Em contínuo se lê que sua embriaguez se faz acompanhada de seu desnudamento. Noé, a tipologia do homem (aqui falo deste homem, mas poderia estar falando da humanidade, poderia ser uma mulher, ou o que seja), da experiência vivida inusitadamente, o homem excessivo, o homem festivo, normal/anormal sem ser dual que se desnuda. O humano imantado, com seus polos e linhas de força. O inusitado vivido intensamente, o excessivo, o festivo, o anormal, a experiência da arracionalidade seria, quem sabe?, a experiência do desnudar de um humano sempre ocultado sob o véu, sob as roupas, sob o tecido, o texto objetivo, positivo, normativo. O êxtase de Noé e sua nudez nos assustam em sua quase, pseudo-pornografia. Como pode o humano estar nu?
Aqui me lembro de Jacques Derrida nu diante de seu gato nu enquanto pergunta: o gato está nu e não o saberia, mas eu estando nu, posso estar de fato nu? (O animal que logo sou). A nudez enquanto a experiência do excessivo, para quem lhe escapa a própria nudez. Não seria, aqui, Tereza D’Ávila chamada a nos dizer algo? Não nos deixemos avançar além do texto, certo desnudamento por excesso de linhas de fuga e, puxando linha a linha desfazermos do tecido que nos cobre.
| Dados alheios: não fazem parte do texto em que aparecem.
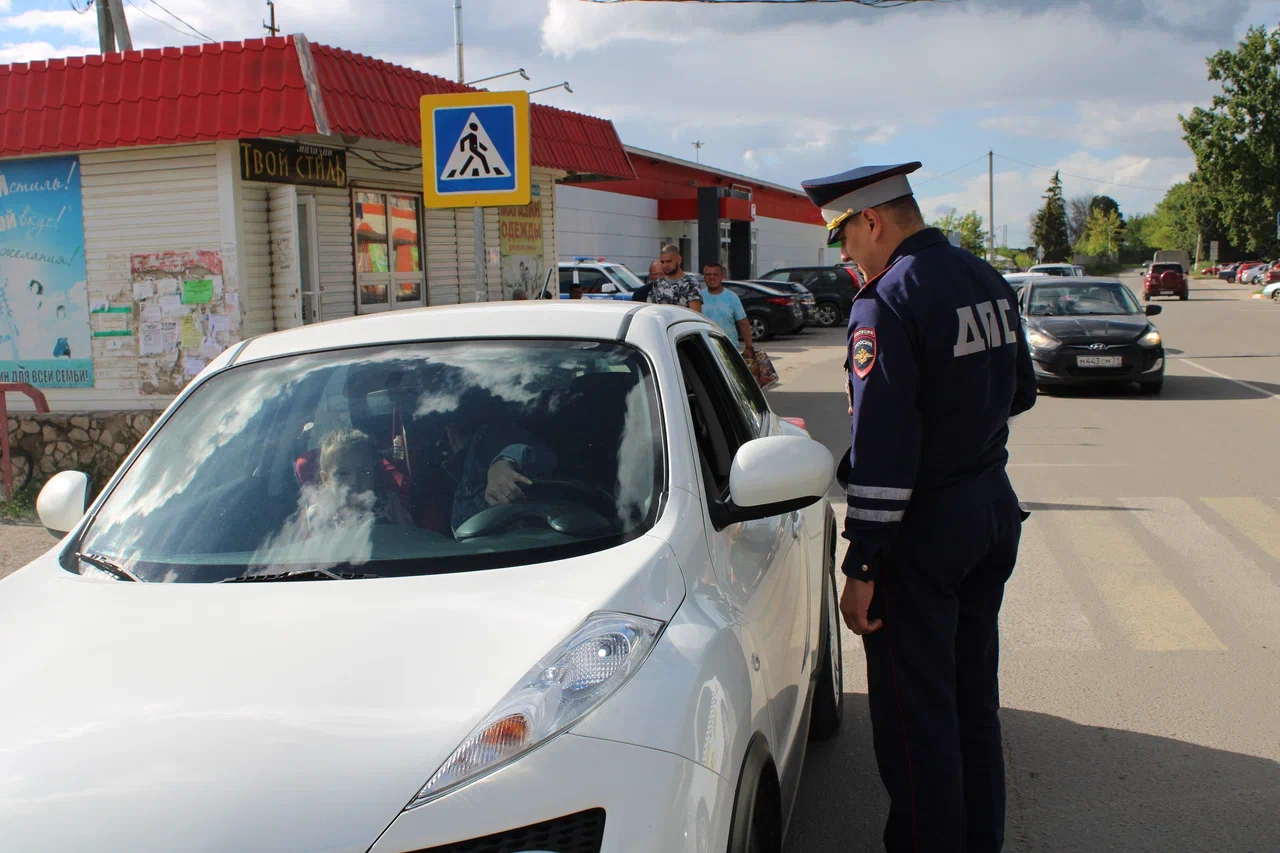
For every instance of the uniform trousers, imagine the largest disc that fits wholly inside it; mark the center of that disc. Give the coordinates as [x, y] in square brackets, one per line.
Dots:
[933, 671]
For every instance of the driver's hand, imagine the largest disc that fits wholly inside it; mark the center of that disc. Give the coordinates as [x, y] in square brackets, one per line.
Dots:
[503, 486]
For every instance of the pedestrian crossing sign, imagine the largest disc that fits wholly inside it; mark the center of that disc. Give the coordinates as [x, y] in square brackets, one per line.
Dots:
[475, 150]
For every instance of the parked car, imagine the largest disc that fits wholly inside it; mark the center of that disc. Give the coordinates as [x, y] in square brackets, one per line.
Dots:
[1165, 279]
[769, 310]
[1088, 331]
[1256, 274]
[807, 300]
[832, 290]
[1243, 269]
[598, 278]
[631, 656]
[1057, 269]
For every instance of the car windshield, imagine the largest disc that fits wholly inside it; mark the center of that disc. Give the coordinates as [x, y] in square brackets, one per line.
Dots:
[392, 460]
[626, 277]
[1087, 297]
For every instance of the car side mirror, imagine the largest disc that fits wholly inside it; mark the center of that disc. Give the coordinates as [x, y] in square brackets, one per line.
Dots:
[62, 503]
[777, 474]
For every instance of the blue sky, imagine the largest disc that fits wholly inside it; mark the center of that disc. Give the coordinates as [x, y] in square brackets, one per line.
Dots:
[790, 91]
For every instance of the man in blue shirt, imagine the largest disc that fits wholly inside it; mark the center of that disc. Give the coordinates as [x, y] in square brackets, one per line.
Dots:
[722, 308]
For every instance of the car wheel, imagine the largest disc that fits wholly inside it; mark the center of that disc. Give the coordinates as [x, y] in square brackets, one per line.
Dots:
[757, 825]
[828, 698]
[760, 328]
[827, 314]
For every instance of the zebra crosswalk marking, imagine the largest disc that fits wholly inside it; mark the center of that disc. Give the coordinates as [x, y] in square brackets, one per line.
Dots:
[1148, 609]
[1041, 610]
[1225, 574]
[1252, 518]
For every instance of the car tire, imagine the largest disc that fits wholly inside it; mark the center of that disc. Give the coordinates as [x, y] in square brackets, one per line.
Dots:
[827, 314]
[757, 821]
[760, 329]
[828, 698]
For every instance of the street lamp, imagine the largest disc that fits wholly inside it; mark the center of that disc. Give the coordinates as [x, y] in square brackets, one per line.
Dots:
[519, 71]
[544, 89]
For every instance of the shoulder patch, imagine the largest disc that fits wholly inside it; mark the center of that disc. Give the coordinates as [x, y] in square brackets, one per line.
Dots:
[863, 351]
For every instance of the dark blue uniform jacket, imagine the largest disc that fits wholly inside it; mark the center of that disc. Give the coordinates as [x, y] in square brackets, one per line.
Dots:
[937, 365]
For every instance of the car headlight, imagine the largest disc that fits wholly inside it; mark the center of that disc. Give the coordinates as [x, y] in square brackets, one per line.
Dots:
[567, 684]
[1042, 340]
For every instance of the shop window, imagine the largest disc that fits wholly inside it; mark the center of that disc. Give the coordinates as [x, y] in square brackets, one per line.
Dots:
[389, 252]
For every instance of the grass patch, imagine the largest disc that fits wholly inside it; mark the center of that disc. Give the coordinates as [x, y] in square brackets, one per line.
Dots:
[22, 507]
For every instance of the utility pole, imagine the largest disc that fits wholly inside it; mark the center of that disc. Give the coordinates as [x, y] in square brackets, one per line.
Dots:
[113, 30]
[991, 208]
[270, 27]
[457, 37]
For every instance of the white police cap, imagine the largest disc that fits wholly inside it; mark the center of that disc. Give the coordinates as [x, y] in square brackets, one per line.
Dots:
[840, 196]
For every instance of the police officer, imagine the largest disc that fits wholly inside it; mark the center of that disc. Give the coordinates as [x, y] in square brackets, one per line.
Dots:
[937, 365]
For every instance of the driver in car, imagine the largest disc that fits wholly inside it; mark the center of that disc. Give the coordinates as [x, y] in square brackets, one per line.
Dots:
[348, 484]
[497, 459]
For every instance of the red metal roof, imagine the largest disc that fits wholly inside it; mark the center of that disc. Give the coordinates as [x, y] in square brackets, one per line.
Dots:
[256, 87]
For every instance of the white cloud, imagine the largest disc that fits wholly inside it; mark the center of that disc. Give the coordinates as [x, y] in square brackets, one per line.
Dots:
[30, 51]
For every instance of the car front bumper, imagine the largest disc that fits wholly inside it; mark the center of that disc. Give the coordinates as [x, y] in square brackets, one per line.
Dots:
[1060, 368]
[650, 801]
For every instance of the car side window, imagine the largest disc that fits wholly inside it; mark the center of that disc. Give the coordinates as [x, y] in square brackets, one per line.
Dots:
[744, 388]
[718, 425]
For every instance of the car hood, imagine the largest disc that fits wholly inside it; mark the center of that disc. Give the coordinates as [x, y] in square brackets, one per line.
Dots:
[291, 717]
[1121, 328]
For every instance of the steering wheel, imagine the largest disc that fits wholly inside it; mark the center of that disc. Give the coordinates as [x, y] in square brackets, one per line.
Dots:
[572, 518]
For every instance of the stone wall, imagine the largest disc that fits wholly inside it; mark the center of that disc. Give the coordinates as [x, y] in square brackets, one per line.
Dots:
[94, 442]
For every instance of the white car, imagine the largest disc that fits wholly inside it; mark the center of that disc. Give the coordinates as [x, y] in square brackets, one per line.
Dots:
[269, 633]
[1072, 270]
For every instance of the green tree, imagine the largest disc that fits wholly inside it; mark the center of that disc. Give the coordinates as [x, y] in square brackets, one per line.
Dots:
[1050, 224]
[1104, 233]
[972, 236]
[1105, 204]
[1237, 142]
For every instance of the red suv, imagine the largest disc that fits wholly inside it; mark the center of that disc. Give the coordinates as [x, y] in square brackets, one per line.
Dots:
[1165, 279]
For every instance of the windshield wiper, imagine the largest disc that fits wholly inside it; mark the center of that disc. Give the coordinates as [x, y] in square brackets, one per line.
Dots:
[99, 561]
[298, 574]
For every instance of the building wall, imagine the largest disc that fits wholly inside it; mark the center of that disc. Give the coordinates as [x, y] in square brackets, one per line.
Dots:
[607, 224]
[135, 201]
[787, 243]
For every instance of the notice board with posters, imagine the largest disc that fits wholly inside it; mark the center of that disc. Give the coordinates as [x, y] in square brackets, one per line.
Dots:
[44, 302]
[521, 233]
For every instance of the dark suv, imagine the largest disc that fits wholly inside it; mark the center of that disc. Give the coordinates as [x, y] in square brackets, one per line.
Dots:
[832, 290]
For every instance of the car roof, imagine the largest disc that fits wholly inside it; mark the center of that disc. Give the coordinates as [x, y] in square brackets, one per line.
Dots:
[576, 319]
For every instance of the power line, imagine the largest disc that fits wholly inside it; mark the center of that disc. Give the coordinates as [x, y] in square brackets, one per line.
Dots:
[954, 170]
[1080, 177]
[200, 35]
[159, 21]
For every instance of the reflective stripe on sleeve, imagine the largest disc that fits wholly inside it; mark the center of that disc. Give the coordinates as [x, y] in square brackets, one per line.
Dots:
[874, 515]
[878, 492]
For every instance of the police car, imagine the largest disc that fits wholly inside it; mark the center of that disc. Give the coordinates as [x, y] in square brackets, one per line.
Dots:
[599, 279]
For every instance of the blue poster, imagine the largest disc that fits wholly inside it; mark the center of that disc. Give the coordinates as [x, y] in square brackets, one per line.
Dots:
[44, 302]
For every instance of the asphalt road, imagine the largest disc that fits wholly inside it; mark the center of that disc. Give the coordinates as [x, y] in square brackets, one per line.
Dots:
[1141, 630]
[1141, 633]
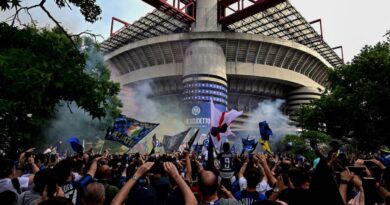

Noé nu sem sentido, sem consciência, pela embriaguez. Embriagado pela experiência excessiva. Embriagado pela mimética a Deus excessivo, extra-ordinário. Nisto seu filho Cão/Cã olha para a nudez de seu pai. Cão percebendo, apreendendo o excesso do pai, excede o pai, mirando-lhe a arracionalidade, a embriaguez, a anormalidade. Se nós nos permitirmos uma hermenêutica excessiva, avant lá letre, poderíamos sucumbir à ideia de que Cão excede o pai em certo sentido de ruptura, excedendo como racionalidade, lucidez e normatividade excessiva. Enquanto o pai tendo vivido a experiência extrema se embriaga na inconsciência da nudez impossível, Cão lúcido excede na falácia do desnudamento que se faz como pornográfico.
Entenderemos o pornográfico (posto ser uma hermenêutica excessiva) como a nudez objetivante, tomar o outro como objeto e tal objeto ser desnudado, e deste desnudamento apreender, controlar, normatizar e prescrever condutas e procedimentos visando o benefício do sujeito pornográfico. O pornográfico como rito-gráfico, simulação de gozo, a estética de um desnudamento falacioso que oculta a violência da objetivação do outro. O pornográfico como a objetivação do observado com vistas ao desejo de um sujeito violento, digamos assim. O pornográfico não é a nudez, mas a violência do assujeitamento do outro tomado como objeto para o prazer de si, digo, do sujeito. O pornográfico é a mentira do desnudamento que encobre a violência extrema do humano feito objeto.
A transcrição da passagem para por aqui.